Evidence Behind the Conclusion¶
Higher-volume categories generate more revenue¶
The revenue vs. sales volume bubble chart shows a clear positive relationship between quantity sold and revenue. Categories with higher sales volume tend to generate higher revenue.
This indicates that category performance is strongly connected to demand and sales activity, not only to category presence.
Order count and quantity move together¶
The monthly chart shows total quantity sold and total order count moving in a similar direction across months.
This suggests that changes in category performance are closely tied to customer purchasing activity. When order activity rises or falls, quantity sold tends to move with it.
Category composition remains stable¶
The stacked category composition chart shows that major category shares remain relatively stable over the visible period.

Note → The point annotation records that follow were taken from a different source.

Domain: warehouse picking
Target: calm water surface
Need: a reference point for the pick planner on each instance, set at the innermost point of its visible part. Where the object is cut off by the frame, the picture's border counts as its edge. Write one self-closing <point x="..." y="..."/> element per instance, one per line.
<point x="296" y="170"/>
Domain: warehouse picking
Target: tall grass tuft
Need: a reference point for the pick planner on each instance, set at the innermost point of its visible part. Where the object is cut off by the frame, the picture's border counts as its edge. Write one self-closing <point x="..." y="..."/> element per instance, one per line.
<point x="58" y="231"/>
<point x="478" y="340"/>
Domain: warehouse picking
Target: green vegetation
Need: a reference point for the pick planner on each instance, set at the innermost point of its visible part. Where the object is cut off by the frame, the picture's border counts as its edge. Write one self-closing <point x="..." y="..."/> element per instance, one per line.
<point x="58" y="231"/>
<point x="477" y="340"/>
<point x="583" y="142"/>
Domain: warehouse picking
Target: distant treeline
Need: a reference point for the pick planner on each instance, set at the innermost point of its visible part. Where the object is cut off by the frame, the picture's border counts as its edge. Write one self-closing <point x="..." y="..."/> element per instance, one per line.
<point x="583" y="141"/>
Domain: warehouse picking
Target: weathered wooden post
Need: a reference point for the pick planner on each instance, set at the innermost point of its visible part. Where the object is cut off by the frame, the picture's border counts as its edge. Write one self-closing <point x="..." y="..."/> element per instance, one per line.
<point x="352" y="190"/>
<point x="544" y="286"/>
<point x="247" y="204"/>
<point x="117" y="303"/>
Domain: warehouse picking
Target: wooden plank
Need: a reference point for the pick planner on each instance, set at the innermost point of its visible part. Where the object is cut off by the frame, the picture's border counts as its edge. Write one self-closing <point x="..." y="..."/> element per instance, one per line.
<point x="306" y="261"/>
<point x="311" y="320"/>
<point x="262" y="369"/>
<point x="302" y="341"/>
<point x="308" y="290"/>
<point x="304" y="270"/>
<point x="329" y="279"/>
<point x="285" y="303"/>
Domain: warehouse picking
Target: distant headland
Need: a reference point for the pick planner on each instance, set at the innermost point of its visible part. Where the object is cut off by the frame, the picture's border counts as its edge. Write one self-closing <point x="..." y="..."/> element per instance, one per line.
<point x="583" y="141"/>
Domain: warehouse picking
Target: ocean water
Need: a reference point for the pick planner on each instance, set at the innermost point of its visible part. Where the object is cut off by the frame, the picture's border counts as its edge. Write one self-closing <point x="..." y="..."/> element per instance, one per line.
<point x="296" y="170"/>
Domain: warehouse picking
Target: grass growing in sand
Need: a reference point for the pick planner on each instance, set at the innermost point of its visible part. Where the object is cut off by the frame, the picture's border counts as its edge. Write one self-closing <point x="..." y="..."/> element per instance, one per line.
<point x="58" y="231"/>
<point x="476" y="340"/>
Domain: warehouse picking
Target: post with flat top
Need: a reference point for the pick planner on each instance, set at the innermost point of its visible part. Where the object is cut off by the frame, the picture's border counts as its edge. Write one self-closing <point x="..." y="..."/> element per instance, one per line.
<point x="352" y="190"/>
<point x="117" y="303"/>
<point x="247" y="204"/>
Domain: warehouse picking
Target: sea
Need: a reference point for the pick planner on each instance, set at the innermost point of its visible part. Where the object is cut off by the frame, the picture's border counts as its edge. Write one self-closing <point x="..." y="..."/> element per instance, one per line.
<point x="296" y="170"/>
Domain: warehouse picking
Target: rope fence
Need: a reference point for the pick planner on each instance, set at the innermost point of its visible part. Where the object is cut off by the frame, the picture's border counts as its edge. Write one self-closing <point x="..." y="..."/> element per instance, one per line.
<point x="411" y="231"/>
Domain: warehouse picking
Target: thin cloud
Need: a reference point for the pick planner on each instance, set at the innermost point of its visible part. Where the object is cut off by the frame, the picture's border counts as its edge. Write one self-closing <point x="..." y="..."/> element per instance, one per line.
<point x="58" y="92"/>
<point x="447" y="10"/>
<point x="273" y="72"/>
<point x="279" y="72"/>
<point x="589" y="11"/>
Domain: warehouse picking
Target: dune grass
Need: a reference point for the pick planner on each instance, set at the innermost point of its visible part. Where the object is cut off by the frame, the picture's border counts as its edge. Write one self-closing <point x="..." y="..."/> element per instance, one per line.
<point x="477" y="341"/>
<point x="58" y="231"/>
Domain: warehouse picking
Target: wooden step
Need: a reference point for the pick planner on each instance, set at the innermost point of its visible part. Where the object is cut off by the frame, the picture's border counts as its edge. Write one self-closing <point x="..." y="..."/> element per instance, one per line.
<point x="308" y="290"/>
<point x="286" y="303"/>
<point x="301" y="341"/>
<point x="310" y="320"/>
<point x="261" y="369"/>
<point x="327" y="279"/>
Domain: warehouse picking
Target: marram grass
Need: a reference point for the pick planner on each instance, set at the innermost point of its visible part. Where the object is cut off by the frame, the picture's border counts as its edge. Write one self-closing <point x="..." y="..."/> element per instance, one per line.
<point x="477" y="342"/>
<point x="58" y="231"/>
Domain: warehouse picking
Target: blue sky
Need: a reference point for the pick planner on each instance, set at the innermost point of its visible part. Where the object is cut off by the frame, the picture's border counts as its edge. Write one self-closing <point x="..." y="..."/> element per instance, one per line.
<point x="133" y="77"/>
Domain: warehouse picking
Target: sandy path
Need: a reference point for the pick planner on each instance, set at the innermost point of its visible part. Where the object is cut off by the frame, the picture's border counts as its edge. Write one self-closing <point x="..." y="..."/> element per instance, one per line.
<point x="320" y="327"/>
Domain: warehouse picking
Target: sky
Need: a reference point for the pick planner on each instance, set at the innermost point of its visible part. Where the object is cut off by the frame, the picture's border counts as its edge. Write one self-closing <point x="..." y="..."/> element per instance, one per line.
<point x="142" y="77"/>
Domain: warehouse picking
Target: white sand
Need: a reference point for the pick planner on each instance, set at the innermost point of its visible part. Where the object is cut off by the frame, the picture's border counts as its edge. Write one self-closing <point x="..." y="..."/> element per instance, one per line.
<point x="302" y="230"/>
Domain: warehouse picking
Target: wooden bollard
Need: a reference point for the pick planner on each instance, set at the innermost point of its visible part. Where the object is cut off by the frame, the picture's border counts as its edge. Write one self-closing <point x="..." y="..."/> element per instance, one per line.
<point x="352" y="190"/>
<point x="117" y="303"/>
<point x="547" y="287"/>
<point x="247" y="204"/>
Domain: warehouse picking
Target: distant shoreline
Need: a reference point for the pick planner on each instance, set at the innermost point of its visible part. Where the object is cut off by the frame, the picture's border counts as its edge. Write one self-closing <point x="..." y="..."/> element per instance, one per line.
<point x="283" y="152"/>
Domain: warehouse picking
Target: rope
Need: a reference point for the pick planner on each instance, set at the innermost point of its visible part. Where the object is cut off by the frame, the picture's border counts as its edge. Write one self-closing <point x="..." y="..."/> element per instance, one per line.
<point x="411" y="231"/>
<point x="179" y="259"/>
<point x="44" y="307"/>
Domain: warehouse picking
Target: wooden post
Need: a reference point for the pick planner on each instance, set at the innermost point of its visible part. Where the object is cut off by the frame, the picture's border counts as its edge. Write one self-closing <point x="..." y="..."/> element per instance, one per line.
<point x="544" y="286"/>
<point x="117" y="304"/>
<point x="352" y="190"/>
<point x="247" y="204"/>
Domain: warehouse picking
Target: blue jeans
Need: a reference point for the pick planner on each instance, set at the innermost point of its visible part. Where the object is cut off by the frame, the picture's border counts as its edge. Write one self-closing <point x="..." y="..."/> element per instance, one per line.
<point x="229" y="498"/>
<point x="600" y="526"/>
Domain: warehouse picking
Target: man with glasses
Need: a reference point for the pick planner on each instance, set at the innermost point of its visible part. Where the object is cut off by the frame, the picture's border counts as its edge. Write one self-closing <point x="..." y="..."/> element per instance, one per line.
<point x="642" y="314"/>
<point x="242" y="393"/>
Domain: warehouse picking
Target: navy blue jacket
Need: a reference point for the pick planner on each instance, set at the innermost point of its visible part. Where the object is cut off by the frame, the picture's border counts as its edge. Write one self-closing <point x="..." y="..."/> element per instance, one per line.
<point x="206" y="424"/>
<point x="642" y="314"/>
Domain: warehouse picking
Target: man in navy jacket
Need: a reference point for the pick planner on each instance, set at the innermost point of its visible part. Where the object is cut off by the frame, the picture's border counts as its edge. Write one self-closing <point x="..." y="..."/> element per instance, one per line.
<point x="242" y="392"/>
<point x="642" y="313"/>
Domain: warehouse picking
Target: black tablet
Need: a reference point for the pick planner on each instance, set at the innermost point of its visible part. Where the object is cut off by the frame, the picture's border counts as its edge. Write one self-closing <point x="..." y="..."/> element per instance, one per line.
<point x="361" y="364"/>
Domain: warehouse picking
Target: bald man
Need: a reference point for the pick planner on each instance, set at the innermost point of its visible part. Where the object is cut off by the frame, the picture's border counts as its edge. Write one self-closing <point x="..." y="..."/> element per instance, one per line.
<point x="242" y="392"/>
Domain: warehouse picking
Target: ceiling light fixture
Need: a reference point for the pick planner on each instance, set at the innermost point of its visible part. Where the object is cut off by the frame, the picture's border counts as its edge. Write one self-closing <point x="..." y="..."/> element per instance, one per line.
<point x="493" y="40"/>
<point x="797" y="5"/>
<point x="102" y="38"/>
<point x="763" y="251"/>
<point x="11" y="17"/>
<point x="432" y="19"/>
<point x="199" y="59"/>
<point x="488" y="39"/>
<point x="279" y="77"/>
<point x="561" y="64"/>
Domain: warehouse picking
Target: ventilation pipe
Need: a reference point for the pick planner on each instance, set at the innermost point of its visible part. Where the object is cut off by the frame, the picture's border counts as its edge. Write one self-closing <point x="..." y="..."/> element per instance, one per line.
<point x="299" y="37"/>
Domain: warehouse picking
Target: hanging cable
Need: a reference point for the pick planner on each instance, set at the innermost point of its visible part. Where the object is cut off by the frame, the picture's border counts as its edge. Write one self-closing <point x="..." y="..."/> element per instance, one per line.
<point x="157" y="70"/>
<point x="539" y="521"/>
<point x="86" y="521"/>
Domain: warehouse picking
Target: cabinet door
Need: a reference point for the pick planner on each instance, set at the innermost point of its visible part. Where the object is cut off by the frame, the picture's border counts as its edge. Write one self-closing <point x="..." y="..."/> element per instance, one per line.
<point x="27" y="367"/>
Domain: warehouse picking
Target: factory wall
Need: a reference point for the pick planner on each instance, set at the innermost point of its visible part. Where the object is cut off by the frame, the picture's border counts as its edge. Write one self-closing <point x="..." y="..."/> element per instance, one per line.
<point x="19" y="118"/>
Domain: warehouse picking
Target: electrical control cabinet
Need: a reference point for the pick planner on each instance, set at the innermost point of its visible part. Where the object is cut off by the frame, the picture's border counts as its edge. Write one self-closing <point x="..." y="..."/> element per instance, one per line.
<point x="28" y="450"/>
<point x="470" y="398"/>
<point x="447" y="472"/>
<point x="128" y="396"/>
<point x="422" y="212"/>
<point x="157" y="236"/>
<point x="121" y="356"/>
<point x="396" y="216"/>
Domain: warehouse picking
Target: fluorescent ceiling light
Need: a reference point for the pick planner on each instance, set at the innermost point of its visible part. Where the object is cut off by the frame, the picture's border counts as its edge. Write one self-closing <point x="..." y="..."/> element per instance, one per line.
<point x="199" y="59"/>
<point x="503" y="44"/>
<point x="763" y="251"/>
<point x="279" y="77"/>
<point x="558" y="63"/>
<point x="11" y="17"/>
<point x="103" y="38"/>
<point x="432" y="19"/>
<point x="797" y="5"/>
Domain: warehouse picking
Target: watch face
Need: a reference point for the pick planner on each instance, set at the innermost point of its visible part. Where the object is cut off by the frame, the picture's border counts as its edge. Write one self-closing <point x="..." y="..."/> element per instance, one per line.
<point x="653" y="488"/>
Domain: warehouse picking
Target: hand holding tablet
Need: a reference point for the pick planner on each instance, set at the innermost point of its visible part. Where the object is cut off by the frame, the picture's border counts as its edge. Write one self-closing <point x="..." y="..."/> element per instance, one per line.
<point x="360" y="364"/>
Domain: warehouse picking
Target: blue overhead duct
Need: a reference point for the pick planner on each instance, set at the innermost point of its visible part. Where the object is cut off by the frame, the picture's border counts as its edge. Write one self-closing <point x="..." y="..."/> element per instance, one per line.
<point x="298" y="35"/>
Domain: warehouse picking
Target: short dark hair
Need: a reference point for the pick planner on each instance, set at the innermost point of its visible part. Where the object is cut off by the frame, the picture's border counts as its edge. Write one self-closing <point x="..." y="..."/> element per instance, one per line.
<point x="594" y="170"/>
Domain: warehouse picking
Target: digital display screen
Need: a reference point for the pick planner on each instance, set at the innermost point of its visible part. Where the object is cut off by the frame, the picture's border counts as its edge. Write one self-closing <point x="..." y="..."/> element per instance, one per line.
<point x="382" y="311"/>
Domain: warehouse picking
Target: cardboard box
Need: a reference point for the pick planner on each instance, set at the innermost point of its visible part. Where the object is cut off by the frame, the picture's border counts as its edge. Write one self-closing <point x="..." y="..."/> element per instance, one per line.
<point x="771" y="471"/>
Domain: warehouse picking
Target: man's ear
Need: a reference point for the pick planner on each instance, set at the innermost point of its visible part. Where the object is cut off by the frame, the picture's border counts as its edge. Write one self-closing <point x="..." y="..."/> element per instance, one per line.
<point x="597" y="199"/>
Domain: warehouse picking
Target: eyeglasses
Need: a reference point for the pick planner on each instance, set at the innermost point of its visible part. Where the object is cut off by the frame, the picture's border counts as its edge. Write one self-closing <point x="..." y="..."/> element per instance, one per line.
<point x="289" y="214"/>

That means the business did not experience a major category mix shift in this view. Revenue movement appears to be more about overall sales activity and quantity sold than customers suddenly moving from one category group to another.
Business Implications¶
Category planning takeaway
Stable category preferences make planning easier, but dominant categories still need close monitoring because they carry a large share of revenue and demand.
If category mix is stable, the business can plan inventory, promotions, and staffing around known demand patterns. At the same time, dominant categories such as EV should be monitored for dependency risk, stock availability, and promotion effectiveness.
Recommended Actions¶
- Maintain strong availability for high-volume, high-revenue categories.
- Use category demand patterns to guide inventory planning and merchandising.
- Watch lower-performing categories for assortment, pricing, or promotion opportunities.
- Monitor whether campaigns or seasonal events change category composition over time.
- Pair this demand analysis with the inflation-adjusted product price analysis when evaluating category profitability.